It’s raspberry season again!

Growing up, the summer holidays of Memorial Day, Independence and Labor Day brought a short break from gardening and farm work.  There was always the family barbecue, a few fireworks and homemade ice cream. Fresh ice cream in hand, my siblings, cousins and I  would head for the berry patches, dropping in our favorite selection from what was ripening on the thorny bushes – raspberries in all colors, boysenberries and blackberries – too many delicious choices. My personal favorites were the blackcaps.  In 2020,  berry picking during the shutdown was delightful, and fruitful social distance activity. black caps

Raspberry’s history

Native to the Western Hemisphere and parts of Asia, raspberries are now heavily cultivated in America and in Europe. Their colors range from a golds to pink, red and black.  How can you tell the difference between raspberries and blackberries? Easy – raspberries, when ripe will pull easily from the branch leaving behind the ‘rasp.’  Boysenberries and blackberries come off the branches with their edible white center still in them.

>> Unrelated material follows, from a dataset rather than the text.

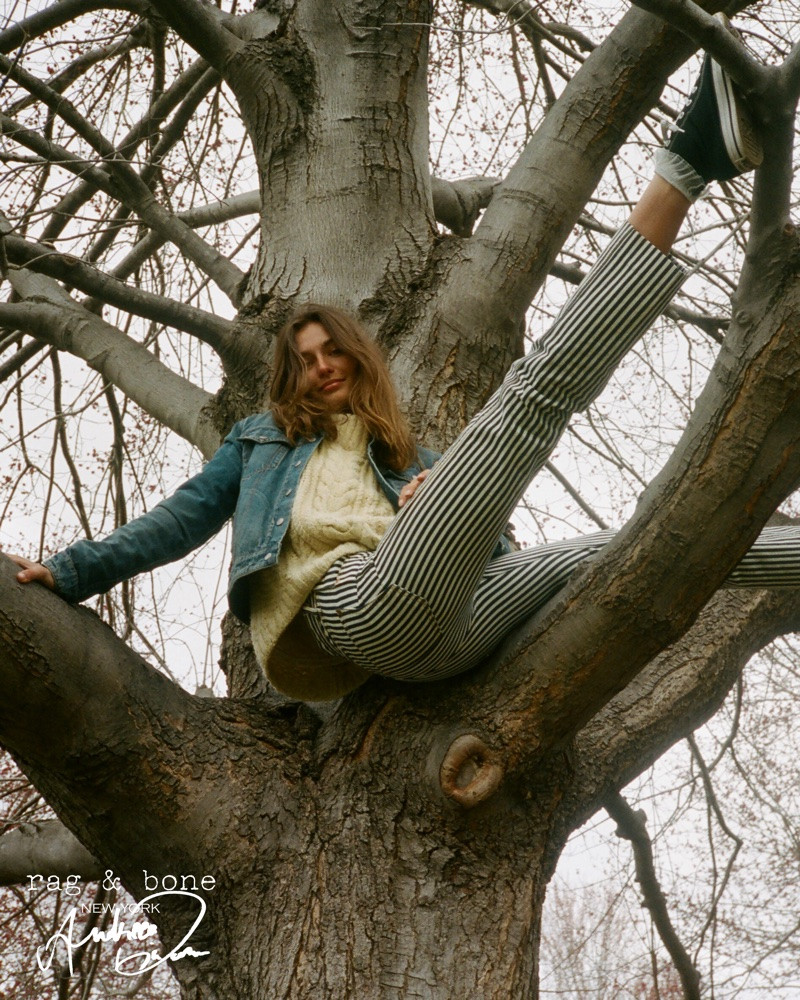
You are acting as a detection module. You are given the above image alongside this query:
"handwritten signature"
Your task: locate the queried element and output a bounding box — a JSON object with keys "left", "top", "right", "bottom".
{"left": 36, "top": 890, "right": 210, "bottom": 977}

Nutritional profile of raspberries

Nutritionally speaking, raspberries are an excellent low calorie food packed with fiber, flavonoids, ellagic acid, and vitamin C. They carry moderate amounts of niacin, folic acid, patothenic acid, B2 and B6. A one cup serving holds barely 70 calories, 1 gram of fat, 7 grams of sugar, 15 grams of carbohydrates and about 10 grams of fiber. For those of you who need to get in more fiber (most Americans) it is well worth it to add raspberries to your diet. Finally, there’s the color – nature’s colorful foods are filled with flavonoids and other antioxidants making them an excellent source to help guard against cancers. 

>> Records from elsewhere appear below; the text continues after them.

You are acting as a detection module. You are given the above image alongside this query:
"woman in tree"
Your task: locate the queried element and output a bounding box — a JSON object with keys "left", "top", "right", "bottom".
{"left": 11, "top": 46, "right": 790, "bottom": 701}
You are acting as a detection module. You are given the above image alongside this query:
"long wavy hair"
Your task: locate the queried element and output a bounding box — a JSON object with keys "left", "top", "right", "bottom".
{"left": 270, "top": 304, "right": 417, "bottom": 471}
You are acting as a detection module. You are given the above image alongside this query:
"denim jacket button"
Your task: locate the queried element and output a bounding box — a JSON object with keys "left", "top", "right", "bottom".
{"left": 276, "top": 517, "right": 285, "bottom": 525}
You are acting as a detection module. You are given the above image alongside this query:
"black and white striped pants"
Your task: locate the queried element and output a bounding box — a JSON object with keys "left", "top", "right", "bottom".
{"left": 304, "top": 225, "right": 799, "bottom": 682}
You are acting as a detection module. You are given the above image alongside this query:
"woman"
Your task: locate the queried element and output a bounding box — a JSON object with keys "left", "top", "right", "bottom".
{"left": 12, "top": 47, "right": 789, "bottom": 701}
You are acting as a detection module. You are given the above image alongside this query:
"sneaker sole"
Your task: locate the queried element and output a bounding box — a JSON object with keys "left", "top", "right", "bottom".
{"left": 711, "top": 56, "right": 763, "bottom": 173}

The Energetics of raspberries

Raspberries are neutral in temperature – meaning they can be eaten by anyone, whether the person has patterns of cold or heat. Sweet raspberries enter the Stomach and Spleen helping to tonify the Earth element. Their slightly sour nature astringes, helping to tighten and move out excess leaking conditions like excess sweating and frequent urination. They are especially beneficial in treating frequent urination at night. They clean and nourish the Blood deeply. They enter into the Liver and Kidneys, remove toxins and regulate menstruation. Want to know more about food energetics? Get your chart here. 

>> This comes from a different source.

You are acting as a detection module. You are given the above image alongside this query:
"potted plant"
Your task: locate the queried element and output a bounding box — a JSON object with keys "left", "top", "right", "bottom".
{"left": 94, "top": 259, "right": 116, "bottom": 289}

Raspberry is lovely for ladies – Like the raspberry leaf, the fruit a wonderful for women. Though subtler, raspberry helps to tone the pelvic and uterus muscles–wonderful for preventing and improving conditions of prolapse, incontinence or excess discharge and frequent nighttime urination. It also aids in regulating menses, relieving cramps and irritability.


Ways to use raspberries

Raspberries are delicate – Raspberries are very delicate and will perish quickly – try to use them within a day or two. Eat them fresh.   Toss them over fresh yogurt or onto pancakes.  

Freeze them – An easy way to save and use them.  Rinse and gently dry the berries.  Lay them out on a cookie sheet and freeze. After frozen, move them to a freezer safe container. Use later for sauces, desserts or add them to summer lemonades instead of ice cubes. You can add a little lemon juice before freezing if you want to maintain a brighter color, but it’s not necessary.

Make them into a sauce or add them to drinks – Raspberries looking a little too smooshed be presented as a “pretty” dish? Don’t let them go to waste. Toss the berries into a small saucepan and gently heat with a little water.  Add balsamic, rosemary and a kiss of sweetener and salt to make sauce to go over a strong flavored meat like lamb or bison. Toss them into your lemonade or summer spritzers. Make a jam or jelly.

Preserve them as jam or jelly – It may take a little more time and a little more equipment, but it can be well worth it to have their delicious flavor anytime of year or to give as gifts. I love making jam, however time isn’t always on my side. I often opt for making just making fresh jam when I want it from frozen or fresh berries. Add berries to saucepan and cook over medium heat, adding a little water at a time until they break down. A little honey or maple syrup if needed, maybe a little cinnamon or nutmeg. Most fruits have pectin in them and will thicken a little as they cool.

Dry them –Drying will shift their nature to slightly warming. Wash and drain the berries and dehydrator instructions – or, just lay them out for a few days away from moisture and where air can circulate easily.  Dried raspberries are great for hiking, an easy snack, in granola and as lunch treats.

Don’t let the berry season fly by without getting some lovely raspberries.